Eine Wunde mit einer spritzenden oder pulsierenden Blutung deutet auf eine Verletzung einer grösseren Schlagader hin. Den Verletzten hinlegen. Den verletzten Körperteil erhöht lagern. Die Blutung mit einem Druckverband über der Wunde (einem ersten Verband) oder Watte, die zu einer Kompresse gerollt wird, stillen. Eine elastische Gazebinde um den Druckverband binden, jedoch nicht zu fest. Bei weiterer Blutung mit der Hand auf den Verband drücken. Es ist wichtig, die Blutung zu stillen und schnell ein Krankenhaus aufzusuchen. Notruf absetzen.

Feuchte Wunden heilen schneller

Inzwischen wissen wir, dass Wunden in einer feuchten Umgebung wesentlich schneller heilen als in trockener, luftiger Umgebung. In einem feuchten Wundklima bilden sich schneller neue Zellen. Die Gefahr von Narbenbildung und Infektionen verringert sich. Hierfür gibt es Spezialpflaster, die aus sehr dünnem, flexiblem Material bestehen. Die Wundauflage kapselt die Wunde ein. Sie bildet eine Art Ersatzhaut, die die Kruste ersetzt. Da diese Art von Pflastern vollständig dicht ist, ist auch Duschen und Baden möglich. Nur eines ist dabei ganz wichtig: Die Wunde muss besonders sorgfältig gereinigt werden. Dichte Pflaster dürfen nie bei infizierten Wunden verwendet werden.

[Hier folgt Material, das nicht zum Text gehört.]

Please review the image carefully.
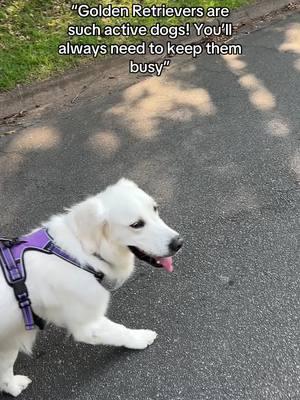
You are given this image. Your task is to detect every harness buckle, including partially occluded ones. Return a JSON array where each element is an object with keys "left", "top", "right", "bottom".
[{"left": 0, "top": 237, "right": 22, "bottom": 249}]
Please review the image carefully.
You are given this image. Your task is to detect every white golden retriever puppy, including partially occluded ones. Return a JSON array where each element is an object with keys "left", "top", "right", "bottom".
[{"left": 0, "top": 179, "right": 182, "bottom": 396}]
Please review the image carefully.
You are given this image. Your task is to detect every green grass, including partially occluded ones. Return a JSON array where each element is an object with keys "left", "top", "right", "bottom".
[{"left": 0, "top": 0, "right": 249, "bottom": 91}]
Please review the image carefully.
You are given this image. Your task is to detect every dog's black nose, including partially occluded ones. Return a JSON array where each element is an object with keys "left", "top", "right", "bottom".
[{"left": 169, "top": 236, "right": 183, "bottom": 253}]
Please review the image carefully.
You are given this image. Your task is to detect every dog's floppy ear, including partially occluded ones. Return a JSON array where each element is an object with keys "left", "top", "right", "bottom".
[
  {"left": 117, "top": 178, "right": 137, "bottom": 188},
  {"left": 69, "top": 197, "right": 107, "bottom": 253}
]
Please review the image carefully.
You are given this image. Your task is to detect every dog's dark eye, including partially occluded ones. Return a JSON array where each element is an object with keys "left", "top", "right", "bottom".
[{"left": 130, "top": 219, "right": 145, "bottom": 229}]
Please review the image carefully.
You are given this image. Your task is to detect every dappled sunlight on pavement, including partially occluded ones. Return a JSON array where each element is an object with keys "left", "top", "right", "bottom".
[
  {"left": 0, "top": 126, "right": 60, "bottom": 178},
  {"left": 223, "top": 55, "right": 276, "bottom": 111},
  {"left": 267, "top": 118, "right": 290, "bottom": 138},
  {"left": 239, "top": 74, "right": 276, "bottom": 111},
  {"left": 87, "top": 131, "right": 121, "bottom": 157},
  {"left": 108, "top": 78, "right": 216, "bottom": 139},
  {"left": 7, "top": 126, "right": 60, "bottom": 153}
]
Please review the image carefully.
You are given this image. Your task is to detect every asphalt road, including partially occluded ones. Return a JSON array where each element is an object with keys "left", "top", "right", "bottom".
[{"left": 0, "top": 10, "right": 300, "bottom": 400}]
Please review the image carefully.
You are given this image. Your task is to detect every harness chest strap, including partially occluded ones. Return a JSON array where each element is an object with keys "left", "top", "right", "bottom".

Wodurch heilt eigentlich eine Wunde?

Durch eine Reihe von raffinierten Mechanismen versucht der Körper, die Wundverletzung zu reparieren. Die Blutung wird dadurch gestillt, dass Fibrinogen aus den Blutgefässen austritt und Fibrin produziert. Dieses bildet eine Art Netz. Hierin werden Blutplättchen und rote Blutkörperchen aufgefangen. Es bildet sich ein natürlicher Blutstiller – eine Kruste. Weisse Blutkörperchen strömen zum Wundbereich und wehren Keime ab. Dabei kann sich die Haut um die Wunde herum etwas röten. Die normale Weise des Körpers, eine Wundverletzung zu heilen.

Wenn die Entzündungszeichen gering sind und sich bei einer kleinen Wunde im unmittelbaren Bereich um die Verletzung konzentrieren, ist ein Wundreiniger ausreichend. Nehmen die Keime überhand oder handelt es sich um robuste Keime, so kommt es zu einer starken Rötung um die Wunde herum sowie zu Schwellunugen und Schmerzen. Die Wunde beginnt zu nässen, eine Eiterblase entsteht. Rote Streifen zu nahegelegenen Lymphknoten, Schwellungen und Schmerzen in den Lymphknoten und/oder Fieber sind ernst zu nehmende Zeichen für die Ausbreitung einer Infektion. In diesem Fall sollten Sie einen Arzt/ein Krankenhaus aufsuchen.